Trey would have one of his best-ever games as a Tiger on a visit to Maryville. The Scots were heavily favored, but Sewanee, Maryville’s fiercest rival, somehow sprung the upset.

“Trey was able to drain a few (against the Scots),” Jack Lefler said.

Bowers’ career at Maryville had gone in reverse order to his best friend’s days at Sewanee. The football Scots were in a tailspin upon his arrival. Maryville would win two games his freshman year, losing them all the following season.

Ierulli was hired to rally his alma mater a year later. Slowly but steadily, Maryville fought back.

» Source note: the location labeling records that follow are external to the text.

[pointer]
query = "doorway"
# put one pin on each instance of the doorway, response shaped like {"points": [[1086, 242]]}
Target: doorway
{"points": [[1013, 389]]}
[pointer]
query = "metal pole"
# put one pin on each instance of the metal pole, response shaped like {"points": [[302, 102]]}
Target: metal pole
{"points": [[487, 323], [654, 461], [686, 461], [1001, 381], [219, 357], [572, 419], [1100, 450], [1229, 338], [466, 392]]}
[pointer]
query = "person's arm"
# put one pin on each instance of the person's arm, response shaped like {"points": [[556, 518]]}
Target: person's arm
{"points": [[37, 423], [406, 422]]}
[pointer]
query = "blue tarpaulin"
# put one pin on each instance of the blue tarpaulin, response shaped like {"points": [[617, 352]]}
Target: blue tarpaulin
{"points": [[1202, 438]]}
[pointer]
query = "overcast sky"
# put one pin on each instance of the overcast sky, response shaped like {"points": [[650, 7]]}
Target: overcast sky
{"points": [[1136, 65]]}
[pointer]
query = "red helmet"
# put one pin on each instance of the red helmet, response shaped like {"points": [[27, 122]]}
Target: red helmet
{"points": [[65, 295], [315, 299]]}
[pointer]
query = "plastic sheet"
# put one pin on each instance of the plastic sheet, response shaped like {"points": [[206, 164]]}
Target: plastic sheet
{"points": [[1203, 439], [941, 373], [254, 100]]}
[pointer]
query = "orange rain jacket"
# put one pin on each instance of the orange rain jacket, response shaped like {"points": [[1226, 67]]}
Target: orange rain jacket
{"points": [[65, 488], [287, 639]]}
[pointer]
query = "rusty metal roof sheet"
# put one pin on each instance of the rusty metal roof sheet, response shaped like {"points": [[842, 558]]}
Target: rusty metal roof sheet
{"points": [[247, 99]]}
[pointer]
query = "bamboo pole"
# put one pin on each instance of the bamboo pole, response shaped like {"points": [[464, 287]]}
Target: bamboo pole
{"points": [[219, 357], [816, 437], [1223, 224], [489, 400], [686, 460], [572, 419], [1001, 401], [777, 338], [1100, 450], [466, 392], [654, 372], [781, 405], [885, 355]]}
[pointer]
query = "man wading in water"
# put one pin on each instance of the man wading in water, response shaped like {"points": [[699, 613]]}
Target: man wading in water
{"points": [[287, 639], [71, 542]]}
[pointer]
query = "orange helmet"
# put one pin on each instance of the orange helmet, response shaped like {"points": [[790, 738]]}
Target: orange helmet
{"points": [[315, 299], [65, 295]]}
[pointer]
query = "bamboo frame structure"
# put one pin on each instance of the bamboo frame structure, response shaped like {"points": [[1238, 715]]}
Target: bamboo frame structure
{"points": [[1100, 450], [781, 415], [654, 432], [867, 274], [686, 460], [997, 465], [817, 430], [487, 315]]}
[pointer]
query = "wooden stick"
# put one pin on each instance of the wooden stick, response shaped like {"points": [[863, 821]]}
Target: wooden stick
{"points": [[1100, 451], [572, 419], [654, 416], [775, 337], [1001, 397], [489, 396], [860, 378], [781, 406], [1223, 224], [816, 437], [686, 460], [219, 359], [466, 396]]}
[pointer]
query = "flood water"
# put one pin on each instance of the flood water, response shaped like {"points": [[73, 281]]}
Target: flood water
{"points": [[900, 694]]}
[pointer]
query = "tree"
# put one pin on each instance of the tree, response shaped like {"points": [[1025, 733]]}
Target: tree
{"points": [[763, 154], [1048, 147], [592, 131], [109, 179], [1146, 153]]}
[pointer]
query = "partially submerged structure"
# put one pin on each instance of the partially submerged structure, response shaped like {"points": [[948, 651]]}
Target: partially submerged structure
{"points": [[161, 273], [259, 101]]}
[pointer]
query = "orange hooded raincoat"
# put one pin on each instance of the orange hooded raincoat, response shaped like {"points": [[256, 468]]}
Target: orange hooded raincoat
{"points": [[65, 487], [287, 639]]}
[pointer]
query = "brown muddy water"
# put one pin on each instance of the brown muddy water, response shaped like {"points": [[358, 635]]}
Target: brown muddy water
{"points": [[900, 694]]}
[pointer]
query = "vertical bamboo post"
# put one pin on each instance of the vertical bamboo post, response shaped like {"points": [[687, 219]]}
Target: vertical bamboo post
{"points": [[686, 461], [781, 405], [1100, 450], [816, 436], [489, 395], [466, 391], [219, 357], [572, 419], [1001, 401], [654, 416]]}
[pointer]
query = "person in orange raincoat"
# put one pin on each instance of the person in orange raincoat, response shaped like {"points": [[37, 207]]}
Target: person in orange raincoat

This fall, with Bowers in his second season as an assistant, the Scots delivered one of the finest seasons in school history, finishing 7-3.

It’s hard to overstate, Ierulli said, how so much of it had to do with the enthusiasm the young and charismatic Bowers brought to the practice and game fields.

“Maryville College was his dream job,” Ierulli said. “He could have been an assistant coach here for 50 years, and it would have been fine with him. He said if there was ever a time I needed something, he’d come over here and coach for nothing.”

As did Lefler, Bowers had a genuine zest for life, Ierulli said. He remembers fondly the day he offered Bowers a job as an assistant.

“It was like a kid at Christmas time,” Ierulli said. “The first thing he did was call his mom and dad. He loved his parents.

“That’s why I’m so heartbroken because what I saw in Cody is what I see in my son.”

The crash happened just before 11 p.m. Ierulli, informed of the accident by Maryville athletics director Randy Lambert, was on the scene in minutes. After returning home, Ierulli repeatedly dialed Bowers’ cell phone to listen to the greeting on the voice mail, the shock of what had happened still all too real to absorb.

The fifth-year coach was still stunned at a memorial held for Bowers on the Maryville campus the following day.

“There are no words to capture your grief and your sympathy,” Ierulli said. “It’s almost inconsolable. There are no words in the vocabulary to express how you feel.”

The memorial for Bowers filled Maryville’s Center for Campus Ministry in minutes.

“We just try to help each other through the tragedy,” Lambert said. “As a department, our prayers go out to the families of all the young men. It just makes you remember how precious the time is you have on this earth.

“Cody was such an outstanding young man who had a passion for Maryville College and its football program. He enjoyed life and lived it to its fullest.

“He’ll be missed.”

The knock at the door came at 1:40 a.m. the morning of the 20th, Jack Lefler said. It was the police notifying him Trey had been in an accident.

Trey would battle, but the injuries were just too severe. He passed away on Thanksgiving Day.

It will be some time before all parties concerned can move on, Ierulli said, but help with the healing arrived gift-wrapped from heaven on the day after the accident.

That afternoon, Bowers’ older sister, Casey Bowers Chaney, gave birth to her and husband Blake’s first child, a son.